How parsers and compilers work

Download this zip file to obtain the source code of files discussed in this article.

A few months ago I began a personal project to learn a bit more about how parsers and compilers work.

Here are some notes that I made during that project. Maybe they will be of use to you.

I'd like to learn how to write parsers and compilers. If I could write my own parsers and compilers, I could do things like:

To learn, I have decided to embark on a project to write a parser and a compiler in Python. Python is a powerful, high-level, object-oriented language that is also very readable. It would allow me to work with basic concepts without getting bogged down in language mechanics.

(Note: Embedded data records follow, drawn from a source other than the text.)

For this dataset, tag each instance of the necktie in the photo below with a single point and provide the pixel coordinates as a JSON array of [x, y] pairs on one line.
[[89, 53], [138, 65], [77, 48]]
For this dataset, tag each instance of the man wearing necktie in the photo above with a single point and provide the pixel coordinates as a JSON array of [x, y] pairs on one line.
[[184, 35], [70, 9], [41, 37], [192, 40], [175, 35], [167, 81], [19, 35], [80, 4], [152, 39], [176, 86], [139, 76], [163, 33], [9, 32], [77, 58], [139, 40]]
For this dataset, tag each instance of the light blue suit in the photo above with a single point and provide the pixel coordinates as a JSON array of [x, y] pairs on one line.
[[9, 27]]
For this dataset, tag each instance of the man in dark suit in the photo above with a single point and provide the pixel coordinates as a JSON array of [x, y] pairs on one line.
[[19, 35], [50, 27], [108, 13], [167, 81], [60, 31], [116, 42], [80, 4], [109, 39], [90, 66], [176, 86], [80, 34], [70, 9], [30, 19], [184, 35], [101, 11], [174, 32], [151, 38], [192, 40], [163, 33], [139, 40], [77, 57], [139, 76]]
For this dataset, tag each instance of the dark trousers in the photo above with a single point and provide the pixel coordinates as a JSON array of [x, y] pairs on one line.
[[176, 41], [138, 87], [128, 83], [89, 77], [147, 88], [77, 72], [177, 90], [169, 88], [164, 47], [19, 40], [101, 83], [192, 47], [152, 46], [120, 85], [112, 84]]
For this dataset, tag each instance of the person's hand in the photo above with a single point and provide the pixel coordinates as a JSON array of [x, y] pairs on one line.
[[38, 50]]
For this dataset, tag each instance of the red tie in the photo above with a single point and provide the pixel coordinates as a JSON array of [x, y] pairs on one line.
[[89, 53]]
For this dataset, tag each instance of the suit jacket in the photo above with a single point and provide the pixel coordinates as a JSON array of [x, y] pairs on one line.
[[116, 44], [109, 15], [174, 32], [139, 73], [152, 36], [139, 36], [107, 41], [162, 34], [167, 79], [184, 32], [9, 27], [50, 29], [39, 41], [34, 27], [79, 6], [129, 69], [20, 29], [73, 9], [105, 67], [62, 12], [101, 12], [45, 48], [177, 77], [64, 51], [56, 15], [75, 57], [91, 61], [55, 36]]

I had been studying the subject for some time and I had learned some basic concepts. But I was totally confused by discussions that conflated the scanner, lexer, and parser — some even used the terms "scanner", "lexer", and "parser" interchangeably. Then I discovered How does an interpreter/compiler work? and became enlightended. It clearly laid out the different functions of the scanner, lexer, and parser. Here are the lines that triggered my awakening:

Source File —> Scanner —> Lexer —> Parser —> Interpreter/Code Generator

Scanner: This is the first module in a compiler or interpreter. Its job is to read the source file one character at a time. It can also keep track of which line number and character is currently being read. .... For now, assume that each time the scanner is called, it returns the next character in the file.

Lexer: This module serves to break up the source file into chunks (called tokens). It calls the scanner to get characters one at a time and organizes them into tokens and token types. Thus, the lexer calls the scanner to pass it one character at a time and groups them together and identifies them as tokens for the language parser (which is the next stage).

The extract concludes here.